Matt Yglesias writes on what he calls the hazy metaphysics of probability as it applies to election forecasting. For example, as of right now, Nate Silver’s forecasts have a 42.2% chance of the Democrats (plus independents) getting the majority in the Senate, while Sam Wang’s forecasts have that same number at 39%. As Yglesias points out, we’ll just never get enough data points to know which of these models is closer to the truth. (By the time we do, the political system will change underneath us.)

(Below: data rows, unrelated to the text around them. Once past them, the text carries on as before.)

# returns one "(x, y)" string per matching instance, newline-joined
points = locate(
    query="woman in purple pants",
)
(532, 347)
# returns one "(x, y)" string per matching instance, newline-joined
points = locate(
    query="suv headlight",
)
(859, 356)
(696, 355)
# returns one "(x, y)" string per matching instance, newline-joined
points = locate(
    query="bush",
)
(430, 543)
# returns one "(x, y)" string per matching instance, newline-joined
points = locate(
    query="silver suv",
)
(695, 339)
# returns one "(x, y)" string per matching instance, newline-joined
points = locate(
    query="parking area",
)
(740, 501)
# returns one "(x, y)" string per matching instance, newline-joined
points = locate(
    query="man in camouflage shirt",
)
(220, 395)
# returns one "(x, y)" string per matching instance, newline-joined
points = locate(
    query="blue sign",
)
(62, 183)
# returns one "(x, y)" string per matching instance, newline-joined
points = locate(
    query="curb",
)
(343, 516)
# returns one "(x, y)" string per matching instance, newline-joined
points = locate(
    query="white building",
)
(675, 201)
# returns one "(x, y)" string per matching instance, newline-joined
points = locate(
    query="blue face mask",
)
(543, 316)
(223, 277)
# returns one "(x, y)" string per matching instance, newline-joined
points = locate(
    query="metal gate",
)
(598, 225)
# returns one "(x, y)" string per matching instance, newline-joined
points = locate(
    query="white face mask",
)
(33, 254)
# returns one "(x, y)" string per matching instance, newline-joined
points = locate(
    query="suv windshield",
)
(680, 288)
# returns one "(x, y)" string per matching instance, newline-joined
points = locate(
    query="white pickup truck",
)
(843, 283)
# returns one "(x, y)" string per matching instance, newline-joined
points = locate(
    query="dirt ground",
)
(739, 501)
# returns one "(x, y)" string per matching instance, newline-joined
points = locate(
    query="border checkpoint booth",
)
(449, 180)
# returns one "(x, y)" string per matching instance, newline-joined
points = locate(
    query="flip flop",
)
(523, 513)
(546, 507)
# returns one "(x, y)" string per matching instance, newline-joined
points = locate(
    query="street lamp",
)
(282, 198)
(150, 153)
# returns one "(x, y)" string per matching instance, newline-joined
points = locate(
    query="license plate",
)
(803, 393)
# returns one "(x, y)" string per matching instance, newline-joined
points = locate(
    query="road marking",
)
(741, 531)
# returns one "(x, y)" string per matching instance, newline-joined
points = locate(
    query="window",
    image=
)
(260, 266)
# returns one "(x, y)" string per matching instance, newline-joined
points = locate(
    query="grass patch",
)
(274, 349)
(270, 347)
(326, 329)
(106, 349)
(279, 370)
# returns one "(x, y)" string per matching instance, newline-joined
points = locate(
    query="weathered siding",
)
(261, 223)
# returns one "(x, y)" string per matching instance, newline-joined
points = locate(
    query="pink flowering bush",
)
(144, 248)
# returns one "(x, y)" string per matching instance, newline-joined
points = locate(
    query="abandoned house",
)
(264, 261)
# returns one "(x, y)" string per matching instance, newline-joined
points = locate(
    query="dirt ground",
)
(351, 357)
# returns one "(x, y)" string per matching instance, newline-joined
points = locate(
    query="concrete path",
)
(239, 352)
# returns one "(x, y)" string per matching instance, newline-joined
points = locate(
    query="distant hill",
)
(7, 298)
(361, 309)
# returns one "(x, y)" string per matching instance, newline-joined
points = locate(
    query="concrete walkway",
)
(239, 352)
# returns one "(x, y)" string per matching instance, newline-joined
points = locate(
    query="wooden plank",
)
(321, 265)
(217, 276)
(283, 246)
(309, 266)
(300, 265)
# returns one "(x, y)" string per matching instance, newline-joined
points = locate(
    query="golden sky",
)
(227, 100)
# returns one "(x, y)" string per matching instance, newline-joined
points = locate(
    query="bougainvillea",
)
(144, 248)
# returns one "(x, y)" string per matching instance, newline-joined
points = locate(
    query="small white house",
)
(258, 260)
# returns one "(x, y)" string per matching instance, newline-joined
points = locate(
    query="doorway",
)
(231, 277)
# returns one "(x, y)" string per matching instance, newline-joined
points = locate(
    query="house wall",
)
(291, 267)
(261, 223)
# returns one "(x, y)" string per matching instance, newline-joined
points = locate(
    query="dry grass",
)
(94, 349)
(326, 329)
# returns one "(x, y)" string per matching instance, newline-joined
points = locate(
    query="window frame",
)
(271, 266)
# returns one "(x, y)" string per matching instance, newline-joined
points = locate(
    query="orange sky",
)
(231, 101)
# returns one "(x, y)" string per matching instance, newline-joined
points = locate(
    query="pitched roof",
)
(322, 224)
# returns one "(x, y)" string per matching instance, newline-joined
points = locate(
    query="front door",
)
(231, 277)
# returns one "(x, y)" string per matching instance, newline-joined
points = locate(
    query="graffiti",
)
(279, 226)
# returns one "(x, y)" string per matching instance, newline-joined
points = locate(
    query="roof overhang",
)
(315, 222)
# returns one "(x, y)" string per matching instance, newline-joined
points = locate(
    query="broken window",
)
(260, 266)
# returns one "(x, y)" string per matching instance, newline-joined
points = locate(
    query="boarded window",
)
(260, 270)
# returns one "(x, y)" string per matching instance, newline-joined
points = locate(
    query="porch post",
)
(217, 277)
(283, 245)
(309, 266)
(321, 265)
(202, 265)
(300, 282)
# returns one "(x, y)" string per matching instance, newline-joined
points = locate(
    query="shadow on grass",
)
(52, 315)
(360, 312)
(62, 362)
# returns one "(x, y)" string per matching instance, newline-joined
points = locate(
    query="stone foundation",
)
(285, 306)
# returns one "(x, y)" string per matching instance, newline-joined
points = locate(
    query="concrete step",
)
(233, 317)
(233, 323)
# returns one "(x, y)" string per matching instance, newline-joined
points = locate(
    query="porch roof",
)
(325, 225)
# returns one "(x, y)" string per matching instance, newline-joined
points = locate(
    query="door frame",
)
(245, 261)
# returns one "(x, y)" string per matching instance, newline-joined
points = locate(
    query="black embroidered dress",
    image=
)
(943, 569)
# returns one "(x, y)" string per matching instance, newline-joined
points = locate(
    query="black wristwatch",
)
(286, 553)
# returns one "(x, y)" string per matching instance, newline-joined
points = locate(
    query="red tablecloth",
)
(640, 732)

Yglesias’ vox has a roundup of various forecasts as well. (Silver is the fox logo; Wang is the orange-and-black Princeton shield.) One thing that jumps out, for me, is that the Washington Post tends to give much more extreme win probabilities – that is, closer to 0 or 100 percent – than the other models. I suspect that the models with more extreme win probabilities generally have the same point estimate – in all these models, the point estimate is basically the average of poll results, although of course you can quibble about what polls to average and how to weight them and so on. The secret sauce of any of these models is going to be how accurately the results today – nearly a month before the election – predict the results on Election Day. Silver claims Wang has historically gotten this wrong in his explanation of the models he uses, and critiqued Wang at Political Wire; here’s Wang’s response.
This is one of those places where the end of theory folks are just wrong. In some sense election forecasting is “big data” – at least, Silver, Wang, and the like are trying to predict a big data result (millions of votes), although the samples aren’t so large. We don’t get to run the elections over and over again – or, to go bigger, we get one shot at getting this climate change thing right. See for example Big Data: the end of theory in healthcare?, by Ben Wanamaker and Devin Bean. And there’s a reason that in my big data job I work with a bunch of people who were academic scientists in their former lives.